The brief
Foniolabs needed a CMS migration that didn't degrade SEO or shipping speed. The existing marketing site was a Next.js static export deployed to shared hosting. Every copy change ran through an engineer. The team wanted three things:
- Editor-friendly content modeling for non-technical operators
- SEO continuity — no ranking drop after the cutover
- An "AI-native" workflow — content via natural language, not Studio clicking
Constraints
- 14 calendar days, ~45 working hours
- Zero downtime — DNS swap on Day 13
- Free-tier infrastructure (Sanity free, Vercel hobby, GA4 free)
- No regressions to existing routes — 100% of public URLs preserved
What I built
Content model — 9 documents (siteSettings, navigation, page, post, author,
product, teamMember, seo, redirect) + 8 reusable section blocks (hero,
featureGrid, richText, cta, testimonial, logoCloud, embedHtml, contactForm).
Pages compose from sections; marketing recombines blocks without engineering involvement.
Custom Studio components — a SlugInput that auto-creates a redirect document when a URL
changes; a Google snippet SEOPreview; a live OGImagePreview that renders the /api/og
edge route inline; a presentation tool wired to Next.js draft mode for true live preview.

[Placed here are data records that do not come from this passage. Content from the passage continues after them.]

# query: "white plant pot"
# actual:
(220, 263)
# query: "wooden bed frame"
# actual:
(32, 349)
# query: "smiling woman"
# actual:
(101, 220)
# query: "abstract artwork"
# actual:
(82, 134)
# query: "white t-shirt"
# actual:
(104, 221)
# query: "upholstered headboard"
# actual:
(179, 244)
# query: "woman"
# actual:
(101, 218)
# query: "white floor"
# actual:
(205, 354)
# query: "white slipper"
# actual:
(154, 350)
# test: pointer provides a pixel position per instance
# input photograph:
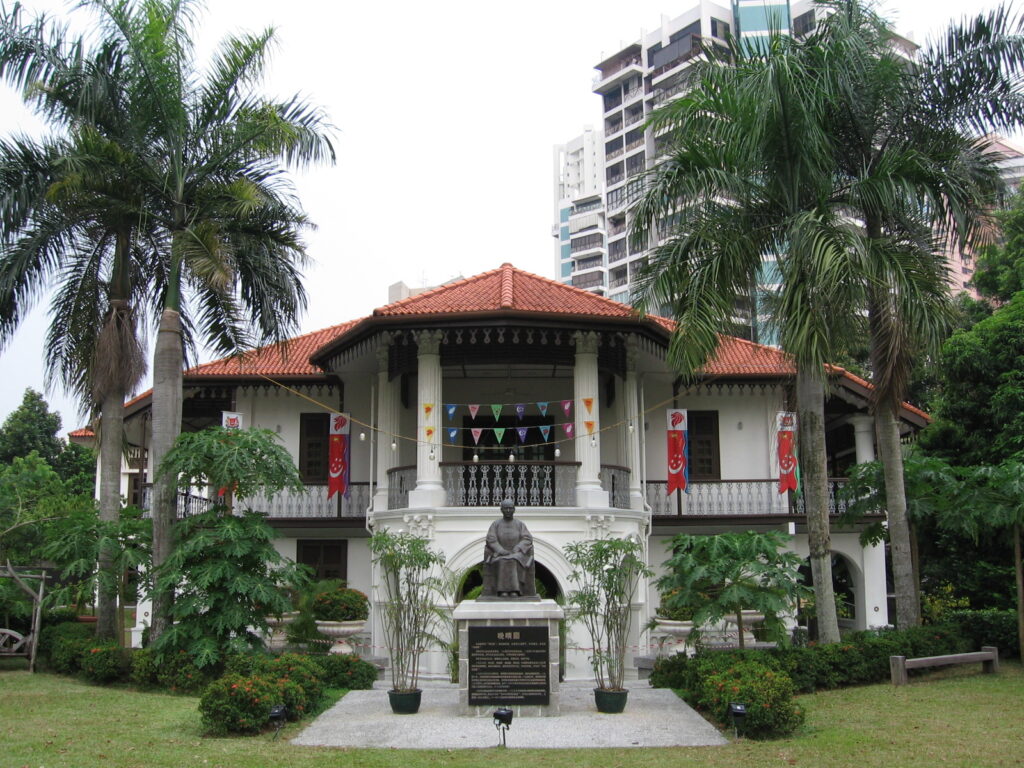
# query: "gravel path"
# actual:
(653, 717)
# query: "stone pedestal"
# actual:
(501, 655)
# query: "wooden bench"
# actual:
(988, 656)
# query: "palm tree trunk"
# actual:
(167, 363)
(814, 479)
(907, 602)
(111, 434)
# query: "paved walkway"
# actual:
(653, 717)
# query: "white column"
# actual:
(863, 436)
(429, 491)
(387, 427)
(634, 425)
(588, 442)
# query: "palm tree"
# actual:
(743, 178)
(205, 154)
(887, 141)
(910, 167)
(70, 222)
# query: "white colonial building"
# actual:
(510, 385)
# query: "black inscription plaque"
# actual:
(508, 666)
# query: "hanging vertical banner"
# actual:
(229, 420)
(676, 430)
(339, 455)
(785, 422)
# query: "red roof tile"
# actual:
(287, 358)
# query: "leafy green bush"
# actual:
(346, 671)
(144, 668)
(771, 712)
(235, 704)
(996, 628)
(178, 673)
(62, 631)
(341, 604)
(103, 663)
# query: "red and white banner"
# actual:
(339, 456)
(677, 432)
(785, 423)
(230, 420)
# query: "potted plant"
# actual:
(606, 572)
(406, 563)
(340, 612)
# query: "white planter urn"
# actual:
(340, 632)
(679, 631)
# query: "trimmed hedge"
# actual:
(346, 671)
(992, 627)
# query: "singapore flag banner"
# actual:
(338, 456)
(676, 430)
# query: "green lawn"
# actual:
(958, 718)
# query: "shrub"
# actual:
(143, 668)
(177, 673)
(239, 705)
(103, 663)
(768, 694)
(342, 604)
(996, 628)
(346, 671)
(62, 631)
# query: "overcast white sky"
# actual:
(445, 112)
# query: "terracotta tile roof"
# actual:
(287, 358)
(507, 289)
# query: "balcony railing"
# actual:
(536, 483)
(313, 503)
(727, 498)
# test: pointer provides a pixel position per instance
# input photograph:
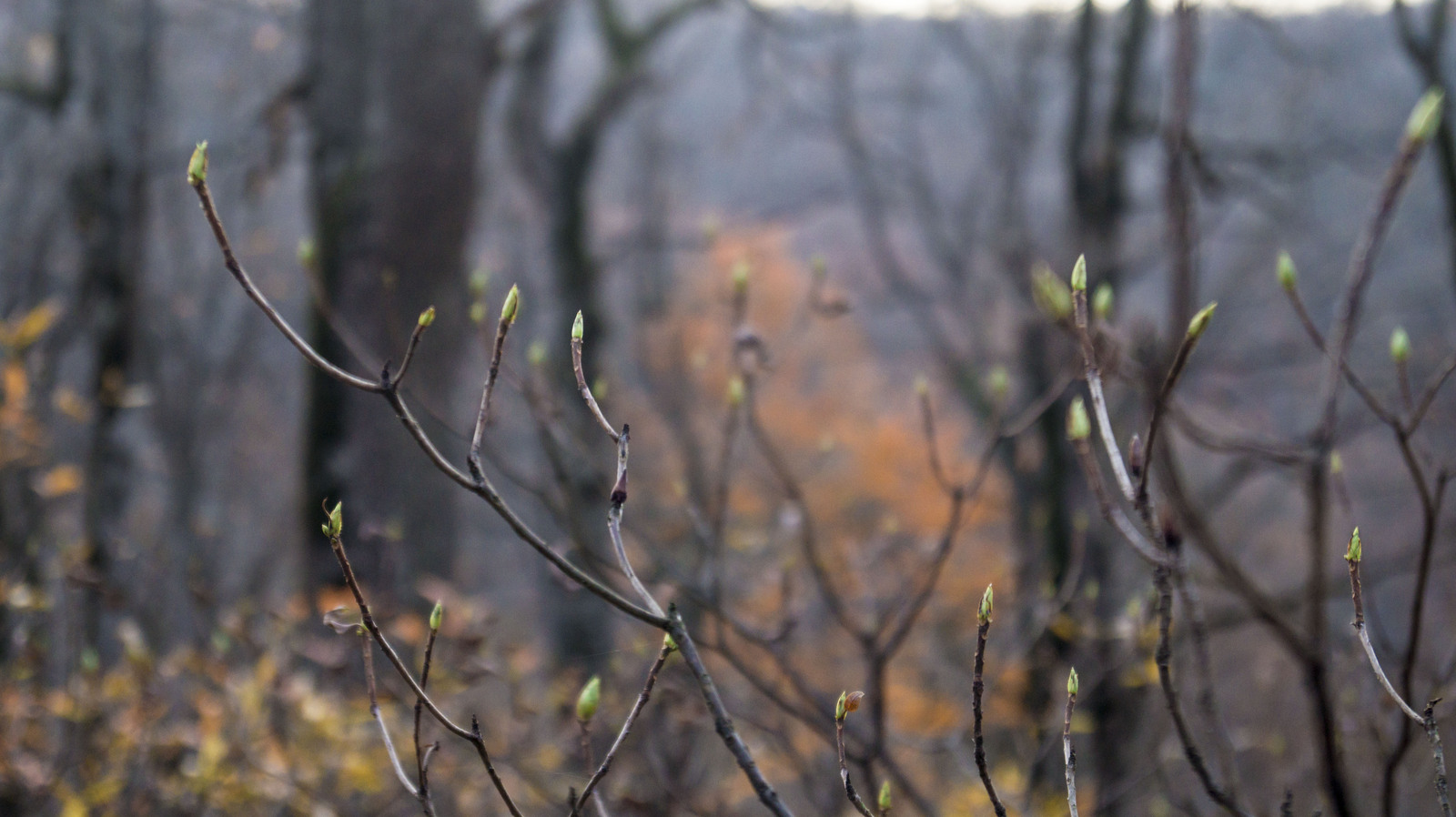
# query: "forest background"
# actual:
(815, 255)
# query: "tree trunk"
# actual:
(395, 99)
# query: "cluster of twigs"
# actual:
(1127, 506)
(670, 622)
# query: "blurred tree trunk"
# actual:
(558, 166)
(118, 43)
(1097, 174)
(393, 98)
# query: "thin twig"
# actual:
(586, 390)
(1094, 376)
(379, 718)
(390, 393)
(499, 348)
(723, 722)
(414, 342)
(230, 261)
(619, 497)
(1161, 405)
(1427, 720)
(1361, 268)
(1162, 580)
(422, 754)
(626, 727)
(844, 768)
(1069, 756)
(977, 689)
(473, 734)
(1353, 558)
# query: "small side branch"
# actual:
(1069, 756)
(723, 722)
(977, 691)
(1427, 720)
(669, 647)
(335, 530)
(848, 702)
(379, 717)
(581, 378)
(509, 310)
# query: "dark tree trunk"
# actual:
(395, 99)
(120, 41)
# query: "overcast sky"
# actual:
(917, 7)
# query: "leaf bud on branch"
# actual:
(197, 166)
(1079, 427)
(1426, 116)
(589, 701)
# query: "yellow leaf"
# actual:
(16, 385)
(72, 804)
(60, 481)
(26, 329)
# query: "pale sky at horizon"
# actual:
(931, 7)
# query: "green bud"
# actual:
(1400, 346)
(1426, 116)
(1200, 320)
(197, 166)
(740, 277)
(1077, 424)
(1050, 293)
(335, 525)
(589, 700)
(1103, 300)
(1286, 273)
(308, 254)
(511, 306)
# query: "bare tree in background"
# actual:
(558, 165)
(393, 96)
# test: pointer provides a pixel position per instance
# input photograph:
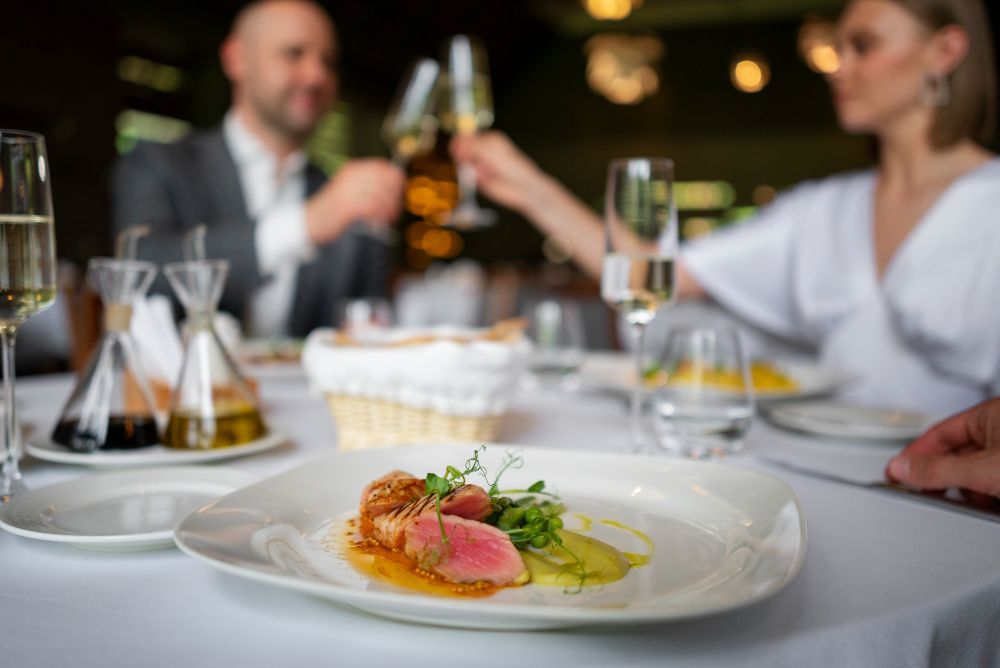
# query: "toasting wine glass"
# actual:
(466, 107)
(27, 267)
(641, 244)
(409, 126)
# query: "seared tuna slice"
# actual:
(468, 501)
(475, 552)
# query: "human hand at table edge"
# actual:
(961, 451)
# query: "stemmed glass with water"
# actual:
(466, 108)
(27, 267)
(641, 243)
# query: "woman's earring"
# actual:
(936, 91)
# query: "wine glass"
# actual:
(641, 243)
(466, 107)
(27, 266)
(409, 127)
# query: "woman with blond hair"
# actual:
(891, 273)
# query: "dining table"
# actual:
(885, 581)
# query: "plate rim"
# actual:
(549, 617)
(779, 415)
(45, 450)
(837, 380)
(239, 480)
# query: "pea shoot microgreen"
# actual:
(527, 521)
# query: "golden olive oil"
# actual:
(228, 426)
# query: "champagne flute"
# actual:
(641, 243)
(467, 106)
(27, 267)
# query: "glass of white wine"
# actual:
(409, 127)
(27, 267)
(641, 243)
(466, 108)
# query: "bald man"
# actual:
(292, 237)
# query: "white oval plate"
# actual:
(154, 455)
(119, 510)
(845, 420)
(615, 372)
(725, 537)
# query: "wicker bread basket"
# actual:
(444, 385)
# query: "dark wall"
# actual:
(59, 58)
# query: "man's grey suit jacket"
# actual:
(175, 187)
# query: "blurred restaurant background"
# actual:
(732, 90)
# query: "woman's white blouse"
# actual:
(924, 336)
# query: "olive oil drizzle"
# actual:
(634, 559)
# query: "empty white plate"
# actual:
(845, 420)
(118, 511)
(154, 455)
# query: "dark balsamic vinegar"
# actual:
(125, 432)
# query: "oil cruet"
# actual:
(212, 405)
(112, 406)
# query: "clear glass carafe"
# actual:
(212, 405)
(112, 406)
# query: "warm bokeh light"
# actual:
(557, 250)
(701, 195)
(823, 59)
(622, 67)
(146, 73)
(694, 228)
(750, 74)
(763, 194)
(428, 197)
(611, 10)
(818, 46)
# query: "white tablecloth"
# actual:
(886, 582)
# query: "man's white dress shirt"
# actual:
(275, 200)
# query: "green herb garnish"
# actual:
(528, 522)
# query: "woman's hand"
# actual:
(962, 451)
(503, 172)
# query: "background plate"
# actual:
(845, 420)
(119, 510)
(614, 372)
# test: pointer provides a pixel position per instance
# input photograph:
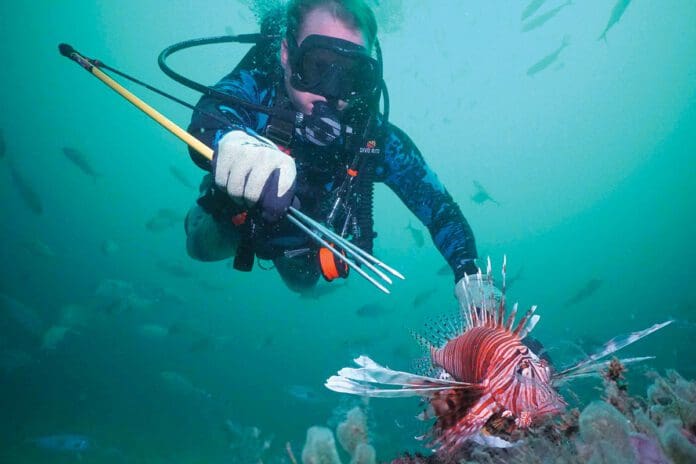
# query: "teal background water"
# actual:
(591, 159)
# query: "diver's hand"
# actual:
(253, 171)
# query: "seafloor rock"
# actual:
(659, 429)
(320, 447)
(605, 435)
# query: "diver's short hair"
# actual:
(356, 13)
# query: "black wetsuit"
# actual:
(319, 171)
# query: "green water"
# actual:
(591, 159)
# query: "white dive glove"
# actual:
(254, 172)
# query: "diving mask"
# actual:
(333, 68)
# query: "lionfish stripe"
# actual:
(511, 318)
(614, 345)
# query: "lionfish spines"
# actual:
(486, 305)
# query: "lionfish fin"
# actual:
(458, 421)
(523, 322)
(374, 380)
(595, 369)
(501, 306)
(612, 346)
(530, 326)
(511, 318)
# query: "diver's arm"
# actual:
(407, 174)
(243, 84)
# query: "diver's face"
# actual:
(321, 22)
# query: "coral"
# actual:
(320, 447)
(363, 454)
(353, 431)
(676, 443)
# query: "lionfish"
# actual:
(481, 371)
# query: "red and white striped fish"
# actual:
(481, 370)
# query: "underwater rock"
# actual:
(605, 434)
(648, 449)
(364, 454)
(675, 442)
(320, 447)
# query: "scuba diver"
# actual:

Migration script — idempotent, asset-uploading, with a dry-run mode and seeded singletons
that survive re-runs (createIfNotExists). Every legacy URL maps to a new Sanity document or
a 301 redirect.
Claude Code + Sanity MCP — the hosted MCP server registered at the repo root via
.mcp.json. From inside Claude Code: "create a news post titled X, set publishedAt to today,
assign author Z" lands real documents in the production dataset. Documented in
OPERATING.md with a prompt cheat sheet for the marketing team.
Results
- Live on Vercel; Sanity Studio embedded at
/studio - Lighthouse 95+ across Performance, Accessibility, Best Practices, SEO on mobile
- Zero SEO ranking drop after DNS cutover — every legacy URL resolves via 301 or new page
- Marketing now publishes content by prompting; engineering ships schema and blocks
What I learned
Sanity's "compose pages from section blocks" pattern is the difference between a CMS the marketing team uses and a CMS the marketing team avoids. Modeling at the block layer (not the page layer) lets non-technical operators recombine without ever asking for a new schema.